Oui, j'ai eu la fierté de porter sinon le maillot jaune du moins un maillot jaune. Celui aisément reconnaissable de la période Indurain. Je chevauchais alors un vélo de marque Gitane et écumais, sous une tunique moins voyante, les roues de la région, voire au-delà (Portet d'Aspet, Tourmalet, Val Thorens, etc).
La photo a été prise en compagnie de mon premier petit-fils, Abel, âgé aujourd'hui de 23 ans.

lundi 26 novembre 2018

Charly Mottet à Font-Romeu

Je ne me souviens plus précisément de la date à laquelle cette photo a été prise. Je me rappelle seulement qu'elle a été prise à Font-Romeo. Était-ce à l'occasion d'un stage de l'équpe RMO ? Ou lors du Grand Prix Cycliste Midi Libre 1989 dont notre champion s'était adjugé le prologue, avant de terminer quatrième au général ? Je sais aussi qu'il était très abordable et sympathique avec les journalistes. Mes proches m'ont toujours dit que l'admiration se lisait dans mes yeu "comme si tu le couvais du regard ".

lundi 13 août 2018

Inoubliable Stan Ockers

J'avais 13 ans et ce jour d'octobre j'ai pleuré en apprenant la mort accidentelle de l'un de mes champions préférés. Il s'appelait Stan Ockers. Aussitôt, le collégien que j'étais a pris sa plume pour envoyer une lettre de condoléances à sa famille. Je ne m'attendais pas à une réponse et pourtant elle me parvint sous forme de ce faire-part de deuil accompagné d'un mot de remerciement. Aujourd'hui, près de 62 ans plus tard, j'ai retrouvé cette carte qui suscite toujours chez moi une vive émotion.

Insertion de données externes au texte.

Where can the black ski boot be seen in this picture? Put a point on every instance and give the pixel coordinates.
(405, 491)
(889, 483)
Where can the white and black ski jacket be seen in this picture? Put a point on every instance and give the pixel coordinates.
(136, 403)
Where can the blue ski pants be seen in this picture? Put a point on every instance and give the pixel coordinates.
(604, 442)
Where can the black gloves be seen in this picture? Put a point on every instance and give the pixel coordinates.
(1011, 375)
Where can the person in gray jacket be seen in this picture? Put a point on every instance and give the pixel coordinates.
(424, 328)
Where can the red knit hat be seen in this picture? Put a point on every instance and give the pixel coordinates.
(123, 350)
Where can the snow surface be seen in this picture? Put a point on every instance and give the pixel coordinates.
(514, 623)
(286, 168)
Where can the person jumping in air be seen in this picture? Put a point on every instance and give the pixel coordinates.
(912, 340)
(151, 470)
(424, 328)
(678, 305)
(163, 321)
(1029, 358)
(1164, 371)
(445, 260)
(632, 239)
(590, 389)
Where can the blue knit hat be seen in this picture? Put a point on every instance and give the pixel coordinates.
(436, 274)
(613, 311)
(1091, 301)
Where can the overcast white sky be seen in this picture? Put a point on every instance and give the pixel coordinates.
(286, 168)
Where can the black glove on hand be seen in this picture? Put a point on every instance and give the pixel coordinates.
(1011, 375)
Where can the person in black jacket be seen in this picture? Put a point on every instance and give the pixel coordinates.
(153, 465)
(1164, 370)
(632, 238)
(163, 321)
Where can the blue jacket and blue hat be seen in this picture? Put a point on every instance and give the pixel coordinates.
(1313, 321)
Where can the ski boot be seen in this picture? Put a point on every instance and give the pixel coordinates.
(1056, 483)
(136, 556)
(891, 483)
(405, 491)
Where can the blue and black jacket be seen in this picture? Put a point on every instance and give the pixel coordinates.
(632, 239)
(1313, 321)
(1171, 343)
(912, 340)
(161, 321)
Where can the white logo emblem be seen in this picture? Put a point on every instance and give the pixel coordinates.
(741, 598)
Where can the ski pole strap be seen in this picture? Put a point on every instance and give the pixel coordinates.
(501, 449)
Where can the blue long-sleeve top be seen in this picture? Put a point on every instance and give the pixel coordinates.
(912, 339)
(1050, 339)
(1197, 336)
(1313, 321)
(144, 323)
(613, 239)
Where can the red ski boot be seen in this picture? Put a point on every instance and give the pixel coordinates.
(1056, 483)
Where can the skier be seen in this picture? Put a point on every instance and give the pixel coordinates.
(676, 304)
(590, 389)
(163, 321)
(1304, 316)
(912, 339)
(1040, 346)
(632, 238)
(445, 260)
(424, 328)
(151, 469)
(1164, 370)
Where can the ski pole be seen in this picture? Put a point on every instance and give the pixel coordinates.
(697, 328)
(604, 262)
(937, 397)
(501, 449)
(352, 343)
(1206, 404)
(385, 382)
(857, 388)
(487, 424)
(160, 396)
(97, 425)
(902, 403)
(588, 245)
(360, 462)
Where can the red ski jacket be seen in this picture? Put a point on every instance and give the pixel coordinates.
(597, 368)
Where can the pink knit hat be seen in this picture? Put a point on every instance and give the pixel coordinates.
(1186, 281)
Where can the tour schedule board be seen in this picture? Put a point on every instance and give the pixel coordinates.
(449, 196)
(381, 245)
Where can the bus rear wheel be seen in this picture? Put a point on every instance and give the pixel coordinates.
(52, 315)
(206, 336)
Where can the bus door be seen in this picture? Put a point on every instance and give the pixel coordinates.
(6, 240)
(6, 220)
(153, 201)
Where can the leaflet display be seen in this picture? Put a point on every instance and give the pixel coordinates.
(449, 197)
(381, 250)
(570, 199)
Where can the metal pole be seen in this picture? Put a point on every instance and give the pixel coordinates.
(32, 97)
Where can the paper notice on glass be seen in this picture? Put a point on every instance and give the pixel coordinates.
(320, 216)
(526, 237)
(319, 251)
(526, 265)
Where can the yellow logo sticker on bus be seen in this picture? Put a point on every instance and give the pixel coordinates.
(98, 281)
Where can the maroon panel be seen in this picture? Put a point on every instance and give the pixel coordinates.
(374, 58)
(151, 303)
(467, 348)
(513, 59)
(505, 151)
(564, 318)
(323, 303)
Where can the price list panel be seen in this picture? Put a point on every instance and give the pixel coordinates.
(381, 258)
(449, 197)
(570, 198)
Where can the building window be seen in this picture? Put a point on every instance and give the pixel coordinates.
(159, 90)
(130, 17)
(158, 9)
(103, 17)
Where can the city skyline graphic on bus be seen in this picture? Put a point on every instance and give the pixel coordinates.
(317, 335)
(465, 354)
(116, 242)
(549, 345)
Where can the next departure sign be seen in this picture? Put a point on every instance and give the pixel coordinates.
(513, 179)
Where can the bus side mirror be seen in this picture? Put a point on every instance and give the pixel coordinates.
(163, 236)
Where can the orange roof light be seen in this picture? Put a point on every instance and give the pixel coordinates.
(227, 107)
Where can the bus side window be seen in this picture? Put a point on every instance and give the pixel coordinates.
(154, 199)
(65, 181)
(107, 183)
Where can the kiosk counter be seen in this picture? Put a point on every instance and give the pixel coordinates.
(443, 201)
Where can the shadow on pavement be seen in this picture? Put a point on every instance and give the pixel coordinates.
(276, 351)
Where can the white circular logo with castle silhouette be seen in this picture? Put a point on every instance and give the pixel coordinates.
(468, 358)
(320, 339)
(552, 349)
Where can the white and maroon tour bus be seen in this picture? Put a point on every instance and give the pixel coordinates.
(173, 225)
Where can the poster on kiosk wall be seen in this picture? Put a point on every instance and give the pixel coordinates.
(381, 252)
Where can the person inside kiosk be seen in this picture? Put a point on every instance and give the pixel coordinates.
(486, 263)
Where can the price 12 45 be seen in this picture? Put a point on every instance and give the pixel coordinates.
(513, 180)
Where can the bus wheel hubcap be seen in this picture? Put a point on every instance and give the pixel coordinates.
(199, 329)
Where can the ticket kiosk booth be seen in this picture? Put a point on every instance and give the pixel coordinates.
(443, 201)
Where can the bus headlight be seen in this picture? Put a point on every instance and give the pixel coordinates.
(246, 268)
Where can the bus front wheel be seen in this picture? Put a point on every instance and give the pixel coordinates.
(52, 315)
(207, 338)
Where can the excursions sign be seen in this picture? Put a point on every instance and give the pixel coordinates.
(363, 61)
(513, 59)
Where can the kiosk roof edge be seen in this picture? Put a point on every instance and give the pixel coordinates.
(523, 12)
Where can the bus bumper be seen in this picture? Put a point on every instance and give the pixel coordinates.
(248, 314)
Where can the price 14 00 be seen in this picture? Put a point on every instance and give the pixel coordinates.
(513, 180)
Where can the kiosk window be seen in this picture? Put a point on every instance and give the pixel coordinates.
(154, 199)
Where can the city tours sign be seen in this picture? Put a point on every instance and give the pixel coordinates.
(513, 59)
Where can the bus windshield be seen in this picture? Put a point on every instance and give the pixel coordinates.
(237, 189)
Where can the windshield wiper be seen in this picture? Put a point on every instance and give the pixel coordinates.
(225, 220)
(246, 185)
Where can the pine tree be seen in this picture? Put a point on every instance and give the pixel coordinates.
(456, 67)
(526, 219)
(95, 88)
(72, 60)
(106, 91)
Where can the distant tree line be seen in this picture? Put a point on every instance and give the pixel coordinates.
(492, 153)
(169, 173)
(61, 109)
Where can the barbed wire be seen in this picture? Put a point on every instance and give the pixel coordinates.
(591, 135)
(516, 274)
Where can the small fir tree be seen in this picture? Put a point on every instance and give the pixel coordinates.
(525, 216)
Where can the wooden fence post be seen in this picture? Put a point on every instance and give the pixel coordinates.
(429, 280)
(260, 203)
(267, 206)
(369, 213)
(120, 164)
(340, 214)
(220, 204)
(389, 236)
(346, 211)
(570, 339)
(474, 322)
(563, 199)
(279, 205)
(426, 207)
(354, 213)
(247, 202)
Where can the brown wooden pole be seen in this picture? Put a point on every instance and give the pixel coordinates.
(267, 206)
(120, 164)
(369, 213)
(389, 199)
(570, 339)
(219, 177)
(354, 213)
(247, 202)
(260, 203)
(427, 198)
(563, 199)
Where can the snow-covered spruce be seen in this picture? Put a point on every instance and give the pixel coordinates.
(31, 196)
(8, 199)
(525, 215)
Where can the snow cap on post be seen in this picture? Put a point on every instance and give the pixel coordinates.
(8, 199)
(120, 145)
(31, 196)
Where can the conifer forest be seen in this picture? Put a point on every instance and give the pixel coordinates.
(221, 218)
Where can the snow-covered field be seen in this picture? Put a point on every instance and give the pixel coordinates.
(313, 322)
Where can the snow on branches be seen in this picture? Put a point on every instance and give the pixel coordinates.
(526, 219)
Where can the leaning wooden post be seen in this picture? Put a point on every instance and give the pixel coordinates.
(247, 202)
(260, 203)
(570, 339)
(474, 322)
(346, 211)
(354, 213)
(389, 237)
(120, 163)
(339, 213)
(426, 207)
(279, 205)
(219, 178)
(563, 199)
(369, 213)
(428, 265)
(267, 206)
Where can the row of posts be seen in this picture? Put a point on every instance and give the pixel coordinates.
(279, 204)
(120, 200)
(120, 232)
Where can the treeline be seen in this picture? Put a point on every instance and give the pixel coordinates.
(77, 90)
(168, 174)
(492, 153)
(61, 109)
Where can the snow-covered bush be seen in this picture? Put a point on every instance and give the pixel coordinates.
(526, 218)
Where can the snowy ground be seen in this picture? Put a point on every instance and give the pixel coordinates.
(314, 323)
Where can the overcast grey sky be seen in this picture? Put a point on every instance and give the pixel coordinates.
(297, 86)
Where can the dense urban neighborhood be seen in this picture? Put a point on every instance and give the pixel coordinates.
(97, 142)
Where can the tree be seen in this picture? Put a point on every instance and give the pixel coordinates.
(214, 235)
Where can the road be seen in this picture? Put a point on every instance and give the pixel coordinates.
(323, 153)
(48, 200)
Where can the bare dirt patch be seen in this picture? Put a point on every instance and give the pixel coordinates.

 Biographie de Stan Ockersll termine deuxième du Tour de France en 1950 et en 1952 et remporte le classement par points du Tour de France en 1955 et 1956. En 1955, il remporte la Flèche wallonne, Liège-Bastogne-Liège ainsi que le championnat du monde à Frascati, près de Rome (Italie). Le 29 septembre 1956, il fait une violente chute sur la piste du Palais des sports (Sportpaleis) d’Anvers et meurt le 1er octobre des suites de ses blessures. En Belgique, cette mort tragique déclenche en quelque sorte un deuil national, et Eddy Merckx, alors âgé de 11 ans, et grand admirateur de Stan Ockers, en est très affecté.
En 1957 est érigé en son honneur un monument commémoratif dans la localité ardennaise de Gomzé-Andoumont (entité de Sprimont), le long de la côte des Forges, sur le parcours habituel de la course Liège-Bastogne-Liège. À l’occasion du cinquantième anniversaire de sa mort est apposée dans sa commune natale de Borgerhout (aujourd’hui dans la commune d’Anvers) une plaque commémorative dans la rue qui porte son nom, la Stan Ockersstraat.
Il est inhumé à Borgerhout.. (Source Wikipedia)

vendredi 27 juillet 2018

Une visite de Jan Janssen

Il y a quelques années, mon ami Hubert Ferrer, vainqueur du Grand Prix de Plouay 1960, m'a fait la surprise de venir dans mon bureau de Perpignan accompagné de Jan Janssen. Le très sympathique lauréat du Tour de France 1968 apprécie cette région qui l'a vu s'illustrer notamment sur le Grand Prix Midi Libre.


dimanche 20 mars 2016

Une performance historique

"Une performance historique", c'est la formule employée par Céline Géraud dans Stade 2 pour saluer la victoire d'Arnaud Démare dans la 107e édition de Milan-San Remo. Effectivement, on ne peut que tirer un grand coup de chapeau au sprinter français qui au terme d'un sprint magistral a devancé tous ses rivaux.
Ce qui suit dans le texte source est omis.